AI-native businesses are evolving rapidly. How do you see artificial intelligence transforming the future of SaaS products and customer experiences?
The first thing changing is the interface itself. SaaS for two decades meant forms, dashboards and humans clicking through workflows.
AI is collapsing all of that into something closer to a conversation. You tell the software what outcome you want, and it figures out the steps, runs them, and reports back. The product stops being a tool you operate and starts behaving like a teammate you delegate to.

Manish Choudhary, Co-Founder and CEO, Flexprice
For customers, the experience is moving from waiting in line to being served before they ask. Think of how ChatGPT remembers your last few chats, how Gmail finishes your sentences, how Spotify builds a playlist before you ask for one. Software is starting to behave like that everywhere, not just inside dedicated AI apps.
This changes what people expect from every product they use. Customers used to write to support and wait two days for a reply. Now an AI agent answers in seconds, knows what they bought, and can refund them on the spot. The bar for good service isn’t what a busy support team can do anymore; it’s what a smart assistant can do for one person at a time.
The companies that win this shift will feel less like software you log into, and more like a service that quietly works around you.
Usage-based and flexible pricing models are gaining momentum globally. What is driving this shift, and how should businesses adapt to it?
Three forces hit at the same time, and the combination is what makes it feel sudden.
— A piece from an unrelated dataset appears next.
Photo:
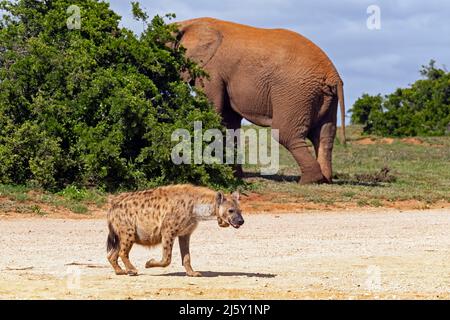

- Cost is the first. AI products carry real variable COGS behind every action, and you can’t bury that inside a flat subscription without watching your margins disappear. Vendors are moving to usage-based pricing because the math demands it, not because pricing pages got more creative.
- Finance teams spent the last two years cutting back on software nobody was using. They don’t want to pay for 50 seats when only twenty people actually open the product each month. They want to pay for what they actually use, and usage-based pricing is the simplest way to do that.
- Habit is the third. AWS, Snowflake, Twilio and Stripe taught a whole generation of buyers that paying only for what you use is normal. AI products are showing up in the same world, and the old per-seat model just looks out of place next to a bill that moves with actual usage.
As companies scale digitally, what role does cloud-native infrastructure play in ensuring agility, scalability, and operational efficiency?
Cloud-native is just how most new companies build now, and it’s not hard to see why. You spend less time babysitting servers and more time actually shipping products. A small team can now manage the kind of setup that would have needed a big infra group ten years ago, because things like databases, queues and autoscaling are handled by managed services.
The real unlock for people is how fast you can move now. You ship, see what customers do with it, and decide quickly whether to double down or kill it. That loop is what makes a company feel genuinely quick on its feet.
The catch is over-engineering too early. If you have 3 customers, you don’t need Kubernetes and a dozen microservices. Most of the “cloud-native gone wrong” stories come from teams designing for traffic they don’t have yet.
Open-source ecosystems are becoming increasingly influential in enterprise technology. How do you think open-source innovation is reshaping product development and collaboration?
Look at the biggest infra companies of the last ten years. Databricks, Confluent and others all have open source at the core, and all of them took customers from the closed products they were up against. The same thing happened with AI models last year. When Llama, Mistral and DeepSeek released their weights for free, closed providers had to cut prices almost overnight.
A big part of this is vendor lock-in. Ten years ago, buyers worried that going open source meant more risk. Today they worry more about being stuck on a closed platform with opaque pricing and no easy way out. With open source, there’s at least a clear path to run it yourself, switch vendors, or add your own changes if you have to.
What’s really changed is what people expect by default. 10 years ago, open source had to prove it was safe enough for production. Today the closed vendor is the one who has to explain why their code is hidden, why their roadmap is private, and how you won’t be trapped if your usage grows.
With real-time data and automation becoming central to modern businesses, how can organizations build smarter and more responsive revenue and decision-making systems?
Most companies still run on monthly reporting. By the time the numbers land in a deck, they’re already thirty to sixty days old. That worked when contracts were annual and usage barely moved. It doesn’t work in a world where one customer can burn through their commit in a week, or a model price change overnight can wipe out your margin.
Companies need to move from batch to events. The moment a customer signs up, uses a feature, hits a limit, upgrades, or stops paying, that event should flow into the systems that bill, alert, and decide in seconds, not days or weeks. That’s how you get real-time revenue visibility and real control over what’s happening, instead of running the business on stale numbers.
Most companies stop at a dashboard and call it real-time. A dashboard tells you what happened; a responsive system acts on events as they occur, nudging customers, flagging margin drops, or pausing bad overages so you can correct course while the money is still moving.